When comparing vimdiff vs WinMerge, the Slant community recommends vimdiff for most people. In the question“What are the best folder/file compare/diff tools for either OSX, Linux or Windows?” vimdiff is ranked 4th while WinMerge is ranked 6th. The most important reason people chose vimdiff is:
It's practically vim, this means that the whole interface is mouse-free, this increases development speed significantly since you are only using the keyboard.
Specs
Ranked in these QuestionsQuestion Ranking
Pros
Pro Mouse-free interface
It's practically vim, this means that the whole interface is mouse-free, this increases development speed significantly since you are only using the keyboard.
Pro Lightweight
Since it's inside vim, it's very lightweight and fast. It fires up quickly and it does all operations painlessly.
Pro Helpful to people who work a lot inside the terminal
Using command-line tools (vim/git) keep you stick in the terminal.
Pro Compare folders and files
Can show what files has been changed in a folder, allows comparing files in tabs.
Pro File edition
You can quickly copy changed lines (or files in folder comparison) in both directions with keyboard shortcuts. You can edit the files as well, with syntax highlighting of some languages.
Pro In line comparison
Can show differences within a line.
Pro Free & Open source
Winmerge is a free and open source tool.
Pro Good shell integration
Select two files and compare them. Alternatively, select one file, navigate elsewhere, select the other file to compare.
Also supports drag'n'drop of files / folders from Explorer.

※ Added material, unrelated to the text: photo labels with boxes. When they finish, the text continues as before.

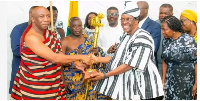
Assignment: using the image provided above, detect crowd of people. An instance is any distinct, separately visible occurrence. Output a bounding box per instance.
[9,1,197,100]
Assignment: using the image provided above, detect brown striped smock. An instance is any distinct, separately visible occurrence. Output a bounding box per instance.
[11,25,66,100]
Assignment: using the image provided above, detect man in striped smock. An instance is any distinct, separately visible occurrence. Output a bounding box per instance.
[90,2,164,100]
[11,6,89,100]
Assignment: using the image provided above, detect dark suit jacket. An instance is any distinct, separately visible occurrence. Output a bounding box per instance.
[142,17,161,52]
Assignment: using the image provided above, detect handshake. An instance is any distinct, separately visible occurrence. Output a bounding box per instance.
[74,54,105,80]
[74,54,98,73]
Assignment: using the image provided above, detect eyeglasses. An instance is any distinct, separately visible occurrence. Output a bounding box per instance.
[181,19,187,24]
[120,18,135,22]
[107,13,118,16]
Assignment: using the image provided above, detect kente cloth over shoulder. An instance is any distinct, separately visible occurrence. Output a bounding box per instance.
[11,25,66,100]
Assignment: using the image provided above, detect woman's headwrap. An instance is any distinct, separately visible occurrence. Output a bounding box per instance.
[122,1,140,17]
[181,9,197,23]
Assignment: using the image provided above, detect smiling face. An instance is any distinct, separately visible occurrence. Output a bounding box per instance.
[32,7,50,30]
[159,7,173,21]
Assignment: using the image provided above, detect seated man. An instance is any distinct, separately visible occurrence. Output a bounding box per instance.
[61,17,106,100]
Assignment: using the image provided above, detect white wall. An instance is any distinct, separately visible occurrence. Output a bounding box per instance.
[6,0,197,99]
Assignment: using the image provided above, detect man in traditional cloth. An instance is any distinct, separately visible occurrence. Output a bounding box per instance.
[90,2,164,100]
[11,6,90,100]
[61,17,106,100]
[9,6,38,94]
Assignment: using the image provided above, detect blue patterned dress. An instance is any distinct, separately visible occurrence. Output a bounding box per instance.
[162,33,197,100]
[64,34,106,100]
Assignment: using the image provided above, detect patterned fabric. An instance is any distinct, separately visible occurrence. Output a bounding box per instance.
[162,34,197,100]
[95,28,164,100]
[11,25,66,100]
[64,34,106,100]
[194,33,197,43]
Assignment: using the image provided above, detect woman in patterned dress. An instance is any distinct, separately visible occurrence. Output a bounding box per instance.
[11,6,90,100]
[161,16,197,100]
[61,17,106,100]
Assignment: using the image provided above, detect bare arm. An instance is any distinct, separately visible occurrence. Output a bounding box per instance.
[25,35,89,64]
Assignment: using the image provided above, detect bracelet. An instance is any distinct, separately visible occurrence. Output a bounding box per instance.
[103,72,108,79]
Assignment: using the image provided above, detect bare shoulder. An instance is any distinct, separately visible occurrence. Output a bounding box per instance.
[24,29,42,44]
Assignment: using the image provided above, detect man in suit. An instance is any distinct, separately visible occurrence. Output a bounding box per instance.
[137,1,161,63]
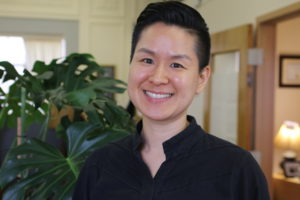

History of past comparisons.
Pro Lightweight, quick startup
Binary is less than 3 MB, so it starts quickly
Pro Filters
Can filter out files for folder comparison, lines for file comparisons, with regular expressions.
Options also allow to ignore whitespace differences, white lines, case change, line-ending changes, etc.
Pro Good navigation
Keyboard shortcuts (and toolbar buttons) to navigate to next (previous) difference, side panel shows a map of the files with changed lines and allows to jump to a given place.
Pro Good detection of moved lines
Detects when a block of lines has been moved in the file and shows the relation.
Cons
Con Not for people who are not used to vim
Since this is basically a vim feature, it's clear that people who aren't used to vim and it's keyboard-based interface would find it very hard to work with vimdiff.
Con Windows only
It's only available for Windows. No Mac or Linux versions available. It is possible to run in Linux via WINE, although a bit unstable.
Con Development is spotty
The latest version (2.16.0) was released in November 2018. Before that the last official release was made in 2013. The 2.16.0 is actually one of the two forks (Winmerge-v2-jp) that were kept maintained throughout the years, it just got named as the official release.
The other fork, WinMerge2011 is still being actively developed too. It's on par with the historical version, and has additional features such as showing only differences and a 64-bit version.
An 'official' list of forks is maintained here.
Con No 3-way merge
Cannot merge 3 files, can do only comparisons by pairs.
Makes it unsuitable for merging operations, still useful to compare two versions in the history.